Setting aside the implausibility of the scenario in which God exists or not, legal scholars weighed the benefits and downsides of God becoming a U.S. citizen.

Pros:

  1. Unlimited Tax Revenue – If God is the creator of all things in existence, (and possibly himself), it’s logical to assume that he would be the legal owner of “everything.” This means the United States could collect an income tax rate of 30 percent of nearly everything in existence, wiping away all US debts instantly. Schools could be fully funded, Medicare would be secured and the residents of Flint, Michigan could finally drink the water.
  1. Civic Duties Like most citizens, God would also have basic responsibilities, such as jury duty and registering for the draft. Jury service will be much shorter, given that God is an omnipotent, all-knowing being who would know the truth and nothing but the truth in all cases. In addition, God will also be able to answer the call of duty in wartime. It’s one thing when soldiers believe that God is on their side, but it’s another thing when they actually have God on their side. Unfortunately, this could also have repercussions when drill sergeants are obligated to yell obscenities at him during training.

Cons:

  1. Prosecution for crimes Although God is believed to be just, forgiving and tolerant to all his creations, he would be liable to face retroactive charges for crimes on a biblical scale. The following are a few of the many witness testaments in a 3,016-year-old investigation:

-Inciting a father to commit murder against his own son (Genesis 22:2)

-Inciting the genocide of the city of Jericho (Joshua 6:21)

-Voter I.D. fraud in ancient Athens (Keith 4:109)

-Environmental destruction through floods (Genesis 6:14)

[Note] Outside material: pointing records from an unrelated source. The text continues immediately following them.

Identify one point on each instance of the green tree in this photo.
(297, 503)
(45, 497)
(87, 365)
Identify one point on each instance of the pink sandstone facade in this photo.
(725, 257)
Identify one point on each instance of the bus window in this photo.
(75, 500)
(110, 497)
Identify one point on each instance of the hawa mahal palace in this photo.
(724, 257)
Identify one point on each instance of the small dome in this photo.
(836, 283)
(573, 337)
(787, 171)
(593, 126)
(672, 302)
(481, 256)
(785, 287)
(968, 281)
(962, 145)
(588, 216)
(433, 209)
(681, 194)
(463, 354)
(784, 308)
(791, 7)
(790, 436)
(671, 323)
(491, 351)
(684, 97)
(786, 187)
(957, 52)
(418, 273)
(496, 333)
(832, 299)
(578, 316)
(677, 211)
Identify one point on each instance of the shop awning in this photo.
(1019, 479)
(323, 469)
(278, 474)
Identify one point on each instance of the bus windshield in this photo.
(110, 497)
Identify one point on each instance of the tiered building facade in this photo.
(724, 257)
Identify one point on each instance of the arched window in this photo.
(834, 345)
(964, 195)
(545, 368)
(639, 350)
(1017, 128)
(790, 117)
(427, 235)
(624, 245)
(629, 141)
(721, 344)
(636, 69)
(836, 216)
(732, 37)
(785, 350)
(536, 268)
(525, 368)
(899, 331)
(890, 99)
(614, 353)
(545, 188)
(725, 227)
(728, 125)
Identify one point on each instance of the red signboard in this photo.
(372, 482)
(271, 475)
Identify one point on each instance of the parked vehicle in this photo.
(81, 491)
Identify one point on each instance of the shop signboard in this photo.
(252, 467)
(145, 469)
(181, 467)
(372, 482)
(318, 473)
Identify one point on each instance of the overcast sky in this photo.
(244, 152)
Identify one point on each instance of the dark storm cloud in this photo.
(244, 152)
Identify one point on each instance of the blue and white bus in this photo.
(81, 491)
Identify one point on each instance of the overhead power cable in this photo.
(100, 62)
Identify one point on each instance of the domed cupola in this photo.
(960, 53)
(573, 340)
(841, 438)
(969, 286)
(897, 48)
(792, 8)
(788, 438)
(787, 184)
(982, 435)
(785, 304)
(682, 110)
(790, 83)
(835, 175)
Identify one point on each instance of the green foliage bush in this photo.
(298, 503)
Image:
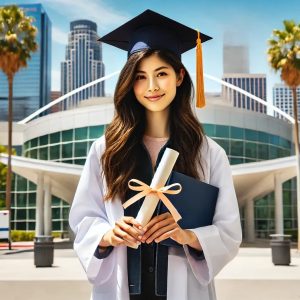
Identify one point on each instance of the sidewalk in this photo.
(251, 275)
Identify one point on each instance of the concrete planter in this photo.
(43, 251)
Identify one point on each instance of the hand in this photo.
(162, 227)
(127, 232)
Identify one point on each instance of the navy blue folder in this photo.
(195, 203)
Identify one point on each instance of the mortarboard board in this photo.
(151, 30)
(196, 203)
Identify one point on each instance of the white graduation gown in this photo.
(188, 279)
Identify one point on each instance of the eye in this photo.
(139, 77)
(160, 74)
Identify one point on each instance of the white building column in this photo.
(39, 212)
(47, 208)
(249, 221)
(278, 204)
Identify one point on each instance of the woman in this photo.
(153, 110)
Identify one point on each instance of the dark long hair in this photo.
(125, 132)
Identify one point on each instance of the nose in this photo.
(153, 85)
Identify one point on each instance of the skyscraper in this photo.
(31, 89)
(83, 62)
(252, 83)
(236, 71)
(283, 99)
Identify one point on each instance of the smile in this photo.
(154, 98)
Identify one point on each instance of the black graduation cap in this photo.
(151, 30)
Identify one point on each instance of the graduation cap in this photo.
(151, 30)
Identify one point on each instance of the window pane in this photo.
(67, 135)
(56, 213)
(31, 199)
(54, 152)
(81, 133)
(224, 144)
(262, 150)
(250, 150)
(209, 129)
(251, 135)
(33, 142)
(21, 199)
(43, 153)
(67, 150)
(222, 131)
(21, 214)
(31, 214)
(43, 140)
(80, 149)
(96, 131)
(236, 148)
(55, 137)
(236, 133)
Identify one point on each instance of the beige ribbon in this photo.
(145, 190)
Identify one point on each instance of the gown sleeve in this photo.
(221, 240)
(89, 221)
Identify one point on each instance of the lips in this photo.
(154, 97)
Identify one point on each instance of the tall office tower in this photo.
(83, 62)
(235, 59)
(283, 99)
(255, 84)
(31, 88)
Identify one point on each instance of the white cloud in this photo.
(59, 36)
(94, 10)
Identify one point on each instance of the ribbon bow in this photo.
(145, 190)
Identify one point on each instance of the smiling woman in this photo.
(153, 111)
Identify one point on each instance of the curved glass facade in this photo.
(69, 146)
(245, 145)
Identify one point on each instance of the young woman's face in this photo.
(155, 83)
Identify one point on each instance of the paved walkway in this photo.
(251, 275)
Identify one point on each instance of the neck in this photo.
(157, 123)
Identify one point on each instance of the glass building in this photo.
(255, 84)
(246, 137)
(83, 62)
(283, 99)
(31, 89)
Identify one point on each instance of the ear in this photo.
(180, 77)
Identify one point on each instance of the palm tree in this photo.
(284, 56)
(17, 41)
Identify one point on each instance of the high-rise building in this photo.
(283, 99)
(31, 89)
(255, 84)
(235, 59)
(83, 62)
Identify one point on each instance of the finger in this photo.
(133, 221)
(157, 226)
(118, 231)
(156, 219)
(129, 229)
(160, 231)
(166, 235)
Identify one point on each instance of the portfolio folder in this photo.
(196, 203)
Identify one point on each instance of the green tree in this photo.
(3, 174)
(284, 56)
(17, 42)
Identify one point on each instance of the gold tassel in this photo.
(200, 98)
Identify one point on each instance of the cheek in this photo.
(138, 87)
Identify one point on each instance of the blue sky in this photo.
(248, 22)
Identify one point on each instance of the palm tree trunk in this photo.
(297, 150)
(9, 148)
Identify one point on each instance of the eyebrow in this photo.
(158, 69)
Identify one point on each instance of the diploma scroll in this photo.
(159, 179)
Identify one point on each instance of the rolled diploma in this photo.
(159, 179)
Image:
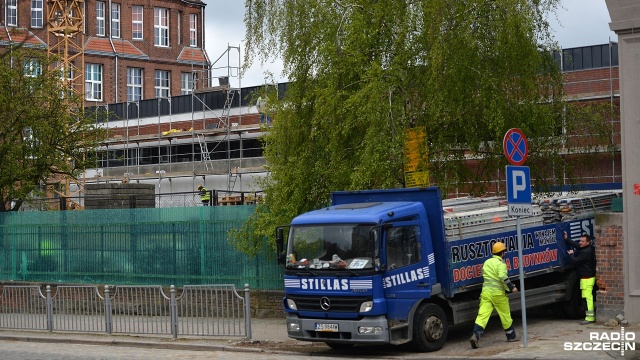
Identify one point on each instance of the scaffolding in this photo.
(226, 71)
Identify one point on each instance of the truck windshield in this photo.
(344, 246)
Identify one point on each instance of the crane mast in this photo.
(65, 39)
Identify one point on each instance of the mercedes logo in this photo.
(325, 304)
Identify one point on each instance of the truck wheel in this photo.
(339, 346)
(430, 328)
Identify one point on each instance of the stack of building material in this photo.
(577, 206)
(469, 218)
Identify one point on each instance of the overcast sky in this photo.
(580, 23)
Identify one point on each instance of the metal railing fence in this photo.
(199, 310)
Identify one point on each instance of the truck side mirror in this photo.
(279, 245)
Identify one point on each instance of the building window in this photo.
(162, 83)
(179, 27)
(93, 81)
(193, 30)
(186, 83)
(32, 67)
(115, 20)
(12, 12)
(100, 18)
(134, 84)
(36, 13)
(136, 22)
(161, 27)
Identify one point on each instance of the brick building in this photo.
(133, 49)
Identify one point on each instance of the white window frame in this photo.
(12, 13)
(101, 7)
(193, 30)
(93, 82)
(137, 22)
(37, 13)
(134, 84)
(186, 83)
(161, 27)
(32, 67)
(115, 20)
(162, 83)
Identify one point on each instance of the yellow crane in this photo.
(65, 39)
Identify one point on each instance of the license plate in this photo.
(327, 327)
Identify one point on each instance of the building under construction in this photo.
(177, 119)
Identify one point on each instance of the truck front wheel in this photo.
(430, 328)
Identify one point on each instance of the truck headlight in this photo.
(366, 306)
(293, 326)
(291, 304)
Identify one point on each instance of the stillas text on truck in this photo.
(402, 265)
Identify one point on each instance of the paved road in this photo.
(547, 339)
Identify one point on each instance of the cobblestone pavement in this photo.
(547, 338)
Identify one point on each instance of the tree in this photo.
(43, 131)
(363, 71)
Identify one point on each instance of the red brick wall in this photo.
(159, 58)
(610, 273)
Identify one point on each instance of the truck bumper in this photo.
(369, 330)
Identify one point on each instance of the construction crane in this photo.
(65, 39)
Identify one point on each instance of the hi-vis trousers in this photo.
(490, 299)
(586, 285)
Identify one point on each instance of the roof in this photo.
(192, 55)
(107, 46)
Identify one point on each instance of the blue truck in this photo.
(402, 265)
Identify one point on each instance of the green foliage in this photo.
(363, 71)
(42, 132)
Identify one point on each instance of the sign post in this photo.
(516, 150)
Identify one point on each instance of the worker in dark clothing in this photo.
(584, 259)
(205, 197)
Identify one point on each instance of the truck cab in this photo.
(356, 272)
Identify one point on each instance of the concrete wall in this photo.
(119, 196)
(625, 21)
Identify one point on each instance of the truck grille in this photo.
(338, 303)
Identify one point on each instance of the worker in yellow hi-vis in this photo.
(205, 196)
(48, 252)
(496, 282)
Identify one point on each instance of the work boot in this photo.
(474, 341)
(475, 337)
(511, 334)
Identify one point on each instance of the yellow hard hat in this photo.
(498, 247)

-Mass murder of a civilian population through fire and sulfur (Genesis 19:24)

-Failing to prevent the Beatles from splitting up (1970)

-Inciting violence against the LGBT community (Leviticus 20:13)

-Attempted genocide of the entire human race (Genesis 6:13)

-Selling unpasteurized dairy products in the state of Oregon (2004)

  1. Country of Origin Aside from the legal issues God may face with citizenship, another challenge would come from dealing with His current status. Since most records of Him originated in the Middle East, He would most likely be rejected as a possible agent working for ISIS. If he were accepted into the United States, Congress would face public backlash from those fearful of foreigners forcing an alien religion upon them.

So far, Demille has rejected any and all claims that accuse him of trivializing or promoting Christianity. He insists the petition was meant to stay within his circle of friends and co-workers. He has also refused all invitations to Sunday church gatherings, talk shows and a correspondent’s segment on The Daily Show with Trevor Noah.

Demille, who regrets creating the petition in the first place, said in an interview, “God help me if this gets any worse.”